Stefan Blunier hat ein Händchen für die vermeintlich leichte Musik. Hier eine kleine Verzögerung, dort eine Mini-Beschleunigung, seliges Schluchzen in den Streichern, klug gesetzte Pointen bei den Bläsern, Polkas im Rekord-Tempo, großes Klangschwelgen in allen Liebeslagen und eine gehörige Portion Augenzwinkern:

Das Beethoven Orchester war bei dieser Charme-Offensive voll dabei; das Publikum im natürlich ausverkauften Opernhaus hatte alle Grund, sich zwei Zugaben zu erklatschen (ohne Radetzky-Marsch geht man schließlich nicht nach Hause).

Wer mehr von Blunier im Umfeld von Operette und Walzer hören will, hat dazu schon bald wieder Gelegenheit. Am 28. Februar dirigiert er in der Duisburger Mercatorhalle das WDR Rundfunkorchester; das Programm zum Thema "Musik und Wirtschaft" sieht unter anderem den "Dividenden-Walzer" von Johann Strauss vor.

Von Guido Krawinkel

Beethovens Neunte Symphonie gehört in Bonn zum Jahreswechsel fest dazu. Traditionell nimmt sich Heribert Beissels mit seinen Ensembles Chur Cölnischer Chor und Klassische Philharmonie Beethovens Magnum Opus an und auch dieses Mal ließ er die Konzertbesucher in der voll besetzten Beethovenhalle nicht ohne ein erlesenes Musikerlebnis nach Hause gehen.

Die Klassische Philharmonie zeigte einmal mehr, dass sie ein durch und durch solides Orchester ist, das von Beissel mit starker Hand geführt wird.
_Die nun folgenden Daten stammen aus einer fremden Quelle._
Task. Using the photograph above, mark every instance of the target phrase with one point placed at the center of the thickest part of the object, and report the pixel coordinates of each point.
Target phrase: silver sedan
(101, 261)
So saß auch dieses Mal jedes Detail mit bemerkenswerter Präzision, angefangen vom allmählich aus einem scheinbaren Chaos entwachsenen Beginn des Kopfsatzes bis hin zum hymnischen Finale.

Hier machte nicht nur der ausgewogen klingende Chor Freude, auch das aus Cordula Berner (Sopran), Evelyn Krahe (Alt), Klaus Schneider (Tenor) und Sungkon Kim (Bass) bestehende Solistenquartett zeigte sich beim Schlusschor über Schillers Ode an die Freude" von seiner besten Seite.

Begonnen hatte der Neujahrsabend mit einer etwas steifen Ouvertüre von Idomeneo von Mozart. Zu sehr musizierte man auf Sicherheit, zu wenig kam der Schwung dieser Musik zum Tragen. Dafür entschädigten die subtilen Klangfarben, die man dem Schicksalslied op.

54 von Brahms entlockte. Hier zeigten sowohl Chor als auch das Orchester eine reichhaltige Kunst der Differenzierung.